聶成華率先喊道:「秀秀姑娘!徐姑娘!徐央!」
不遠處那個孤僻的身影,是羅燦,但又是孤身一人,靜靜待在樹下。聶成華倒是好奇羅燦住在哪兒,風家居然能邀請到人,而且居然會來,莫不是對風家感興趣?

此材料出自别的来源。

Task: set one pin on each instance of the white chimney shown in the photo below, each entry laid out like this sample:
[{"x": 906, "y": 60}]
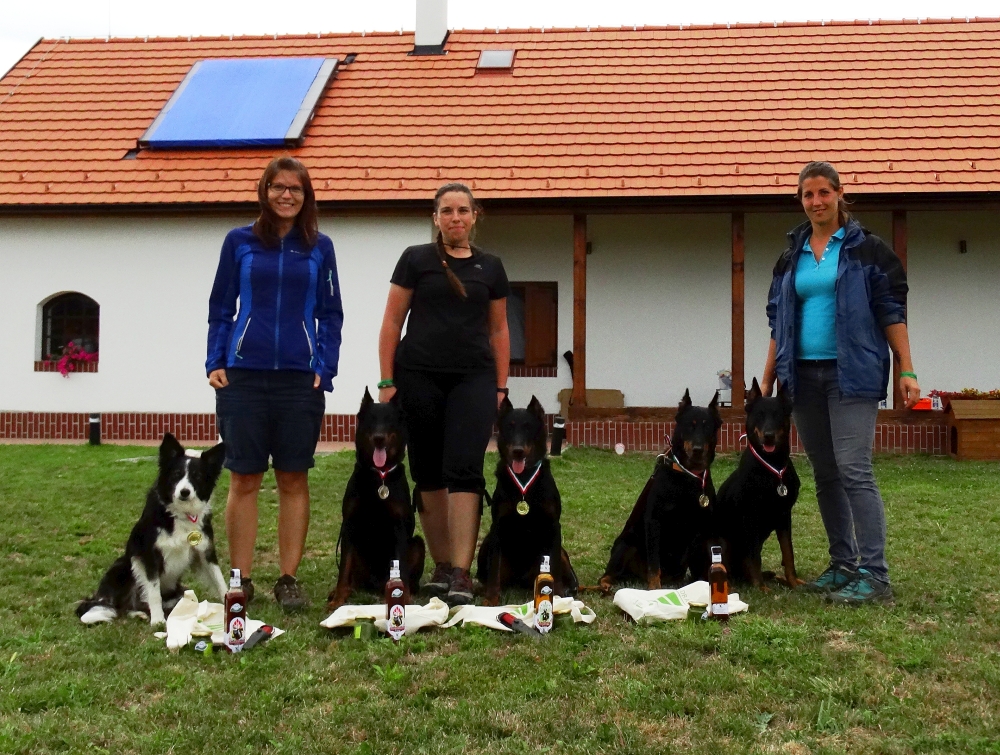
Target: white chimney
[{"x": 432, "y": 23}]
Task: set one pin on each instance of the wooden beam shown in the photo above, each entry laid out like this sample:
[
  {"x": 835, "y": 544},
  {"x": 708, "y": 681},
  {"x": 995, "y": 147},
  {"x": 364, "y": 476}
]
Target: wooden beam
[
  {"x": 899, "y": 247},
  {"x": 738, "y": 356},
  {"x": 579, "y": 311}
]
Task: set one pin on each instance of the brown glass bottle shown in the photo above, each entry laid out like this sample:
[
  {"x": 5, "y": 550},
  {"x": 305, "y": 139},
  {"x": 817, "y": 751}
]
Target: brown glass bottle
[
  {"x": 543, "y": 597},
  {"x": 719, "y": 583},
  {"x": 235, "y": 602},
  {"x": 395, "y": 602}
]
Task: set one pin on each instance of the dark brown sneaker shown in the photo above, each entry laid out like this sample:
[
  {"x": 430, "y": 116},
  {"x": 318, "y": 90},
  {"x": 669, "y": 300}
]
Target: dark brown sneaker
[
  {"x": 289, "y": 594},
  {"x": 461, "y": 591},
  {"x": 440, "y": 581}
]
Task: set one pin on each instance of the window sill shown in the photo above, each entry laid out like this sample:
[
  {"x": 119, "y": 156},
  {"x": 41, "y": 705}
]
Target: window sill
[
  {"x": 52, "y": 365},
  {"x": 519, "y": 370}
]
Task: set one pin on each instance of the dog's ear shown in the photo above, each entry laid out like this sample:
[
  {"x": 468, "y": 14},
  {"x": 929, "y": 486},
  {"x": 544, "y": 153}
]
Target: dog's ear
[
  {"x": 535, "y": 407},
  {"x": 170, "y": 449},
  {"x": 753, "y": 394},
  {"x": 366, "y": 400},
  {"x": 505, "y": 408},
  {"x": 686, "y": 401}
]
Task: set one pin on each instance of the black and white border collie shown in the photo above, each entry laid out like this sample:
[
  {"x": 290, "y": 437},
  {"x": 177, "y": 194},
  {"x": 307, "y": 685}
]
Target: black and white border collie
[{"x": 173, "y": 533}]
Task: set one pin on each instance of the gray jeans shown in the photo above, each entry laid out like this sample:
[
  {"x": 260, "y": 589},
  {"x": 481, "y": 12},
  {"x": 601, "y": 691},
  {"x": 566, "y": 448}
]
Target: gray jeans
[{"x": 838, "y": 434}]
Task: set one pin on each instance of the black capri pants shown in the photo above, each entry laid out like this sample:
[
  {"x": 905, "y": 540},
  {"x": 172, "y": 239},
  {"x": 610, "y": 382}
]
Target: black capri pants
[{"x": 449, "y": 420}]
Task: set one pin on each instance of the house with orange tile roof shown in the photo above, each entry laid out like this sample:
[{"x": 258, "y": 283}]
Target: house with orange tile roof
[{"x": 637, "y": 182}]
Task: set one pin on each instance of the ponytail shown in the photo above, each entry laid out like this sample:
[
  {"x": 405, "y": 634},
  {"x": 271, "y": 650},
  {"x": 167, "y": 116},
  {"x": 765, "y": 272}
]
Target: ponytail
[{"x": 453, "y": 279}]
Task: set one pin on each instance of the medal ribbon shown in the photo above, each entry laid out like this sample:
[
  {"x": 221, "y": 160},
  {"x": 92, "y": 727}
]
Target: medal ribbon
[
  {"x": 779, "y": 473},
  {"x": 701, "y": 477},
  {"x": 524, "y": 488}
]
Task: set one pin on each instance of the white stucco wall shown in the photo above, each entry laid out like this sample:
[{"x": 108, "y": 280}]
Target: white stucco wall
[{"x": 152, "y": 277}]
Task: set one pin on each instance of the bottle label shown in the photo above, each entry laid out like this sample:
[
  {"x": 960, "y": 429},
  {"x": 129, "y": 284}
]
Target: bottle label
[
  {"x": 236, "y": 634},
  {"x": 543, "y": 615},
  {"x": 397, "y": 620}
]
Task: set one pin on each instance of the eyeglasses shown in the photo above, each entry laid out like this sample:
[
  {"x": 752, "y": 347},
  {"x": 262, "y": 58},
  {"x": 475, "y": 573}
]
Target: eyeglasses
[{"x": 279, "y": 189}]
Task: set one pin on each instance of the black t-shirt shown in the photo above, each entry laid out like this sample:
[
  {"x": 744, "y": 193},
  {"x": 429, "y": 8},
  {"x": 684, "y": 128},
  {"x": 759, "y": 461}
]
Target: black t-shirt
[{"x": 445, "y": 333}]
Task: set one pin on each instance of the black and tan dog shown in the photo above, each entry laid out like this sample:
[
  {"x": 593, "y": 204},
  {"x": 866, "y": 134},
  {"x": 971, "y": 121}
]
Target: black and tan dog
[
  {"x": 526, "y": 508},
  {"x": 758, "y": 497},
  {"x": 378, "y": 518},
  {"x": 667, "y": 532}
]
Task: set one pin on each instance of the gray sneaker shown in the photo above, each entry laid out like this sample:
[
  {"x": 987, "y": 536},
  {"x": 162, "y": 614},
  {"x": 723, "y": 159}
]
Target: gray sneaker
[
  {"x": 863, "y": 590},
  {"x": 833, "y": 579},
  {"x": 289, "y": 594}
]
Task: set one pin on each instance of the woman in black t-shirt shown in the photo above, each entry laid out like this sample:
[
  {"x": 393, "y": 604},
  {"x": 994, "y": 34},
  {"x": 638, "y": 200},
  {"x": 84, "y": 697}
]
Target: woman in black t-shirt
[{"x": 451, "y": 374}]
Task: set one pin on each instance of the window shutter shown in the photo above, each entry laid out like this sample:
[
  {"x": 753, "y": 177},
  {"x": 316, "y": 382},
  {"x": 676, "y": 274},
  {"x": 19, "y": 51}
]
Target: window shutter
[{"x": 540, "y": 325}]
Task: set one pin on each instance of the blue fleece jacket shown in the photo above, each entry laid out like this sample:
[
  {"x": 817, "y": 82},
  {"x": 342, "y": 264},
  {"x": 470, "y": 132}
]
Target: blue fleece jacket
[
  {"x": 871, "y": 295},
  {"x": 289, "y": 315}
]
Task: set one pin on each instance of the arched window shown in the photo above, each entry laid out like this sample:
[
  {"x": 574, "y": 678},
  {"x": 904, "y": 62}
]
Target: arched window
[{"x": 70, "y": 318}]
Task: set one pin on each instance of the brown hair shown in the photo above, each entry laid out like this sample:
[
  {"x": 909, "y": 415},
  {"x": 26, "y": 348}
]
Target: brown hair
[
  {"x": 266, "y": 225},
  {"x": 825, "y": 170},
  {"x": 477, "y": 208}
]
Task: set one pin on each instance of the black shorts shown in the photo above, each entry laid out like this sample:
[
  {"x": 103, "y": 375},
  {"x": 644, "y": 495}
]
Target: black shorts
[
  {"x": 449, "y": 421},
  {"x": 269, "y": 413}
]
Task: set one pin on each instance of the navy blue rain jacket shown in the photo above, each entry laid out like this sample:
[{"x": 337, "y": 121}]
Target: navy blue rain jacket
[
  {"x": 871, "y": 295},
  {"x": 290, "y": 314}
]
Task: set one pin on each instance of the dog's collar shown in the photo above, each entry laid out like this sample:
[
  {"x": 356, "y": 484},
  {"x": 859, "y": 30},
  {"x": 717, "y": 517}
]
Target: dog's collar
[
  {"x": 386, "y": 473},
  {"x": 677, "y": 466},
  {"x": 779, "y": 473},
  {"x": 524, "y": 488}
]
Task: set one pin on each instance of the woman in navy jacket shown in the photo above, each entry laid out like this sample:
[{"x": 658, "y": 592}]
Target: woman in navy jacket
[
  {"x": 270, "y": 359},
  {"x": 837, "y": 305}
]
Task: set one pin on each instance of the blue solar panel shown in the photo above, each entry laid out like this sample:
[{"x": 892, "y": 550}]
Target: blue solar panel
[{"x": 241, "y": 102}]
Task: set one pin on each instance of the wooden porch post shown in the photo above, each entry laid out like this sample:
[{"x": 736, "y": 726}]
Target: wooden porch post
[
  {"x": 739, "y": 379},
  {"x": 899, "y": 247},
  {"x": 579, "y": 312}
]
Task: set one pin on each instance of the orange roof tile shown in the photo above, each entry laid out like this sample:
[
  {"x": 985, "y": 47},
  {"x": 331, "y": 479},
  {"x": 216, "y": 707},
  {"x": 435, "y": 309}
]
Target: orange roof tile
[{"x": 651, "y": 112}]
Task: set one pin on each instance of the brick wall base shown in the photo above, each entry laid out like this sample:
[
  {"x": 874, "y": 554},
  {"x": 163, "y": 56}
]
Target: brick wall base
[{"x": 892, "y": 435}]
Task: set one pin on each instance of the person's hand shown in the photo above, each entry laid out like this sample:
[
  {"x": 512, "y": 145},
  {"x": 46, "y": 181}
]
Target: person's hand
[
  {"x": 218, "y": 379},
  {"x": 910, "y": 390}
]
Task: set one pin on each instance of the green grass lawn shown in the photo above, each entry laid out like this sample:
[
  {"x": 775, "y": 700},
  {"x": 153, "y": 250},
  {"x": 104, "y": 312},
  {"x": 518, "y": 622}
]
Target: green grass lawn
[{"x": 791, "y": 676}]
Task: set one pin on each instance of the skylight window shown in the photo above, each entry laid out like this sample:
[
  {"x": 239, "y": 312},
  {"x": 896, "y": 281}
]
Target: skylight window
[
  {"x": 241, "y": 102},
  {"x": 495, "y": 59}
]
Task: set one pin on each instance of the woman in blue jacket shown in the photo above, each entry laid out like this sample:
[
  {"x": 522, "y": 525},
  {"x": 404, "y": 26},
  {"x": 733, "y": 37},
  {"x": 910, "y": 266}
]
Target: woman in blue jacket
[
  {"x": 837, "y": 305},
  {"x": 274, "y": 321}
]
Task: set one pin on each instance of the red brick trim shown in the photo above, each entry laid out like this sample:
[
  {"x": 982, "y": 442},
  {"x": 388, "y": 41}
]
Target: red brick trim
[
  {"x": 519, "y": 370},
  {"x": 52, "y": 365},
  {"x": 892, "y": 434}
]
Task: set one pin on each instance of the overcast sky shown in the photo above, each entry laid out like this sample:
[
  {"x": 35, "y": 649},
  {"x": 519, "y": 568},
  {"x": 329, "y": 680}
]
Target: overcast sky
[{"x": 22, "y": 22}]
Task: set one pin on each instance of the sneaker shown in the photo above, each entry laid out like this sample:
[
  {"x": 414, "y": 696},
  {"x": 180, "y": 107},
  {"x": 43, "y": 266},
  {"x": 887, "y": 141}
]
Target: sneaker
[
  {"x": 833, "y": 579},
  {"x": 863, "y": 590},
  {"x": 289, "y": 594},
  {"x": 460, "y": 592},
  {"x": 440, "y": 581}
]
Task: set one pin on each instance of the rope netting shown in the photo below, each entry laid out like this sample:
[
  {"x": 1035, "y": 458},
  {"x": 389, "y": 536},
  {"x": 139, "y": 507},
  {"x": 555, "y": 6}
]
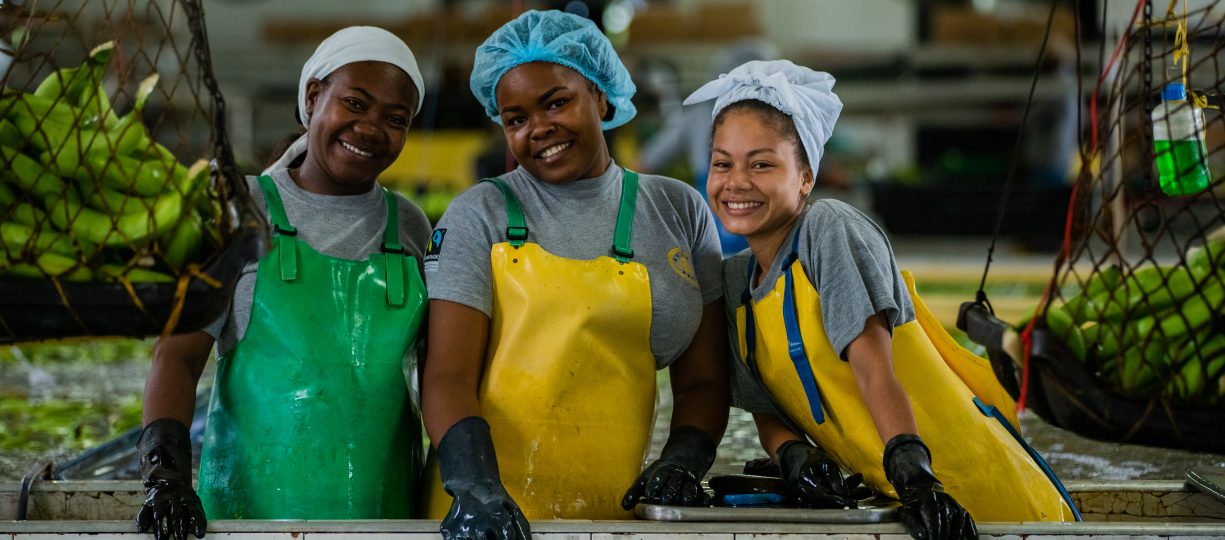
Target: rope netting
[
  {"x": 118, "y": 190},
  {"x": 1138, "y": 293}
]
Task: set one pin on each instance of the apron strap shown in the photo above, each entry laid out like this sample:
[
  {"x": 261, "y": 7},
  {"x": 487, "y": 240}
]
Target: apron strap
[
  {"x": 283, "y": 234},
  {"x": 621, "y": 250},
  {"x": 516, "y": 228},
  {"x": 795, "y": 339},
  {"x": 991, "y": 410},
  {"x": 393, "y": 263}
]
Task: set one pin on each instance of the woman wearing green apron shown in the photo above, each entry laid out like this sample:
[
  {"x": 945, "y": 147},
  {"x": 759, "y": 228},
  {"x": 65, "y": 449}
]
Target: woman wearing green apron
[
  {"x": 831, "y": 343},
  {"x": 311, "y": 416},
  {"x": 556, "y": 292}
]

眾人步止,互相打了照面。秀秀道:「各位公子,沒想到你們也來了!」
聶成華忽然神色凜然:「秀秀姑娘,此行兇險,妳怎麼會來呢?妳家還有其他人來嗎?」
「我家就我一個,但我不是一個人!」秀秀綻開笑容,立即挽住了徐凡凡的胳膊,「還有凡凡和徐央哥陪我!」
眾人震驚不已,不知秀秀何時與徐家二人這般親近了。
雖說秀秀與徐凡凡同為問道第二組,可徐凡凡向來只與徐央同行。如今看徐凡凡仍面無表情,實在難測。
一聊之下,才知秀秀與徐凡凡在問道最後半個月時,因為一點小機遇而結識,之後還結為姐妹,即便各回各家後也保持著聯繫,也是因為知道徐凡凡要來風家,秀秀才堅持要來的。不然秀秀不過一般人家,於當地仙家拜師修習,風家如何邀請都不會輪到她頭上。她又說家中只有她一人,如此看來,便是所拜仙家並無受到邀請了。
聶成華算是明白秀秀與徐凡凡的姐妹情誼了,他瞅了瞅比兩名女子站得更後半步的徐央,在心中暗笑:如此看來,這個徐央反而才是小姑子了。
閒聊的過程中,又有幾名外家青年或少年行來,算上秀秀與徐家二人,問道的同窗只有十二名,另有二十來人,加上世家子弟,正好五十個人。
非問道同窗的二十二人中,幾乎是三、四個人一起,有些一臉擔驚受怕的,有些卻自信滿滿,無論如何,都是各懷鬼胎。聶成華想,沒準還混進了風家的自己人。
又過一會兒,風家來人了。一共來五人,為首那個看來年紀稍長,其餘都是少年。聶成華發現,風家內部不是以三人為組便是五人,而問道又是七人,莫不是風家都以單數而非雙數行動?就連那風夕原本也有兩個門生跟隨。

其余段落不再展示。